Cuando el reverendo Cuthbert Pugh llamó a Guillermo «un niño mal educado y sucio y estoy seguro que debe resultar un verdadero martirio para su pobrecita madre», descubrió, a la mañana siguiente, unas caras horribles, que parecían de gárgola, dibujadas con pintura blanca en todos los árboles de su jardín: cosa que resultaba muy desagradable, muy conspicua, y poco sacerdotal.

La sociedad secreta estaba teniendo un éxito rotundo. Lograba sus fines. Devolvió a Guillermo la dignidad que el señor French casi le había hecho perder. Los secretarios Sam, Alberto y Leopoldo parecían deleitarse vengando los insultos que un mundo poco comprensivo descargaba sobre su presidente. Para Guillermo, resultaba una verdadera alegría cruzarse con cualquiera de ellos en la calle o en la carretera, cruzar pulgar e índice y murmurar: «¡Proscrito-Hermano!»

Hasta ahí todo iba bien.

* * *

Por fin Pelirrojo, Enrique y Douglas, restablecidos de su enfermedad, volvieron al colegio. El pacífico e inofensivo señor Cremer regresó a su clase y el señor French se retiró a la suya, que era la quinta. El señor French no sentía marcharse, ni mucho menos. Se fue, luego de haberle lanzado una pensativa mirada a Guillermo y de decirse que era increíble; pero…
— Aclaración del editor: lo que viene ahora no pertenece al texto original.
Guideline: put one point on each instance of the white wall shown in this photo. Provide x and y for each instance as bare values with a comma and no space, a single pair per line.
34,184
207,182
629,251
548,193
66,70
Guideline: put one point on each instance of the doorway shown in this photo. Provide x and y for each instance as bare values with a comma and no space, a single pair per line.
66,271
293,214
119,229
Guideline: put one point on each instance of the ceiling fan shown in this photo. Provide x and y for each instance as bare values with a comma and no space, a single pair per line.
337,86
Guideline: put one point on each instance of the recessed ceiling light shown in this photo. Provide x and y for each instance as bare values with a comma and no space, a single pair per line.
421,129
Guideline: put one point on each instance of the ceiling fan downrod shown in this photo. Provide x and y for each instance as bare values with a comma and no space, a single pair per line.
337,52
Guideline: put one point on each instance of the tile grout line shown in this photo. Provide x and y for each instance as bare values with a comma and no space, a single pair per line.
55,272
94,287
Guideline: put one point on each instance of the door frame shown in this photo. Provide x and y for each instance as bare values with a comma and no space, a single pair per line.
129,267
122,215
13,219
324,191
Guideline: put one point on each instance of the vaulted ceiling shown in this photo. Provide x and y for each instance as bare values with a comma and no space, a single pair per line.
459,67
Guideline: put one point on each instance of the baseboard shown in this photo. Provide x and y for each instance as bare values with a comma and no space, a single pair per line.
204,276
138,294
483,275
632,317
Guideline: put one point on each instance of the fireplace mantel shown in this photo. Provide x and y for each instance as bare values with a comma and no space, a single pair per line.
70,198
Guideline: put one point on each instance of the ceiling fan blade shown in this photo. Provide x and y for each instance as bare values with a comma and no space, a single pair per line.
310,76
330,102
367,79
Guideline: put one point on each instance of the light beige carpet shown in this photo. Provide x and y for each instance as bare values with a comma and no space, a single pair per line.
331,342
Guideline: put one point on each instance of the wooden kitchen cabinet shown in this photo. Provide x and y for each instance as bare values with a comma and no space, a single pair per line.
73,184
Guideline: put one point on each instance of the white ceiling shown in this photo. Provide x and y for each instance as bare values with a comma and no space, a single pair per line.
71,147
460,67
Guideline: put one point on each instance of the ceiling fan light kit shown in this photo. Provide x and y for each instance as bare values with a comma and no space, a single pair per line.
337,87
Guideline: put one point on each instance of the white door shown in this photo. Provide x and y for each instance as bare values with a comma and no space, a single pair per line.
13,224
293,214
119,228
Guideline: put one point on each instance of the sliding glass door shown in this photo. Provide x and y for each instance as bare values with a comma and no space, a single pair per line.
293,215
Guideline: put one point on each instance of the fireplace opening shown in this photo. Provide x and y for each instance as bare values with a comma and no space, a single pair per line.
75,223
La vida brindaba, de nuevo, juegos, paseos y aventuras con Pelirrojo, Enrique y Douglas. Guillermo perdió el rencor que le había inspirado su suerte. Comprendió, por el relato que le hicieron sus amigos de la enfermedad, que no había perdido gran cosa. Poco a poco, el emocionante pensamiento de su sociedad secreta dejó de emocionarle. Al principio, le encantaba pronunciar el santo y seña cuando se hallaba en compañía de Pelirrojo, Enrique o Douglas; pero acabó por aburrirse de ello aun antes de que sus amigos se hartaran de escucharlo y tomaran activas medidas físicas para desahogar los nervios.

—Bueno —asintió Guillermo, levantándose de la cuneta y sacándose hojas secas del cabello y de la boca—; no volveré a decirlo; pero no pienso explicaros «por qué» lo decía antes. Es un secreto peligroso y apuesto a que no adivináis qué quiere decir.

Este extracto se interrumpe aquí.